Rushdie shares excerpts from award-winning works
Salman Rushdie, winner of the Man Booker Prize for Fiction, Knight of the Realms of England and previously the subject of an international political dispute, strolled into the Rutgers Student Center on the College Avenue campus yesterday with several of Rutgers’ academic deans following him.
Rushdie spent the majority of the night reading from three of his books, in reverse chronological order: “Joseph Anton,” his recent memoir; “The Satanic Verses,” for which he was sentenced to death by the Ayatollah Ruhollah Khomeini; and “Midnight’s Children,” which catapulted him to literary fame.
He began with the former, highlighting a story about a trip to New York City to speak at Columbia University two years after Khomeini issued the fatwa.
Rushdie frequently added dashes of comedy to his recital, often gesturing to indicate what exactly was going on in the story.
He drew a particularly strong wave of laughter from his audience while reading about his interaction with an officer in the New York Police Department, who coordinated a grandiose motorcade through the city.
“If you were the President of the United States, sir, we’d close down a whole bunch of these side streets here. We’d have snipers along the rooftops,” Rushdie read, as the officer. “But in your case, we didn’t think that was necessary because you’d look too conspicuous.”
While describing the ostentatious vehicles that were to carry him to Columbia, Rushdie paused and smiled at his audience.
“It reminds me of ‘Monty Python’s Flying Circus,’” he said.
After concluding the section, Rushdie said the U.S. unceremoniously threw him out of the country immediately after he was finished speaking at Columbia.
He then opened “The Satanic Verses” and read a passage that contained a vivid sex scene — the first he had ever written.
“I would [say] sex scenes best take place off stage,” he said. “And then I thought ‘You’ve never done this, you’d better do this.’”
The narrator, who describes his parents’ sexual rendezvous, is just as uncomfortable as the author, Rushdie said.
As the narrator alternated between explicitness and roundabout descriptions of the act, he finally crafted a vivid analogy between his parents’ love and the spice warehouse in which it was made.
“So profoundly had sweat and blood and the secretions of their bodies mingled with the fetid atmosphere of cardamom and cumin ... [that] the spice stacks themselves ... were crushed between legs and feathers and thighs [so] that they sweated pepper and spice sweat,” he read.
The story takes place in southern India, where the two lovers are members of extremely small Catholic and Jewish minorities.
“The purpose was to try and show that, very powerfully ... you could actually grow the entire story of the country out of this one extremely marginal individual,” Rushdie said.

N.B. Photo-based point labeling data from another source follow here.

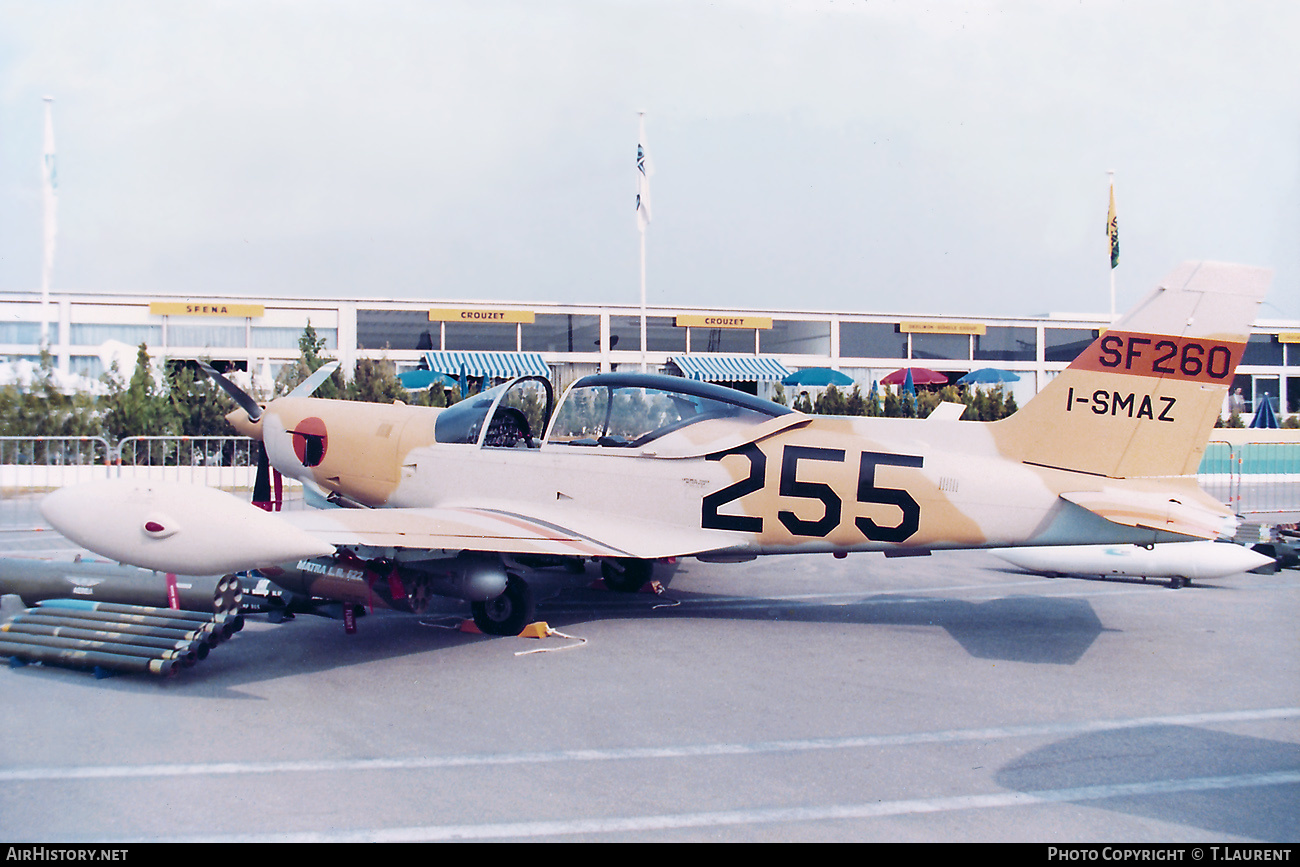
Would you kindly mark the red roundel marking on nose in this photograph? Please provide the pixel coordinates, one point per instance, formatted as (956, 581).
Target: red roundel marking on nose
(307, 430)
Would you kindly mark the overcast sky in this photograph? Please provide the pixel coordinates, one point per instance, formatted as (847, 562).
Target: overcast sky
(941, 157)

He concluded with a passage from “Midnight’s Children,” which was awarded the best Booker Prize winner in the award’s first 40 years of existence by those who bestow it. The excerpt also addressed romance and courtship among children rather than passionate lovers.
The novel’s protagonist, Saleem, was switched at birth with the child of a wealthy family, which lays the foundation for the remainder of the plot. Rushdie read the elaborate story of Saleem’s parents discovering that he is not their biological son.
While reading, Rushdie adopted the accents of his characters, instantly switching from the tone of a cruel geography teacher to nervous students to a 10-year-old boy in agony.
After the tip of Saleem’s middle finger is chopped off and he is sitting dazed in the hospital while his parents encounter their revelation, Rushdie concluded with a single line that drew applause from the audience.
“Most of what matters in life takes place in your absence,” he said.
Rushdie spoke as part of the Writers at Rutgers Reading Series. Mark Doty, a professor in the English Department who coordinated the event, said he aims to bring highly regarded writers from around the world to New Brunswick.
“It is a crucial thing for writers around the world to come to our community,” Doty said in his introduction. “Literature is made by people somewhat like ourselves: living and breathing persons who are neither dead nor impossibly far away.”
Emma Meany, a School of Arts and Sciences junior, said she attended the event to fulfill a requirement for transfer students.
“This is one of our [required] events,” she said. “But it’s also really interesting.”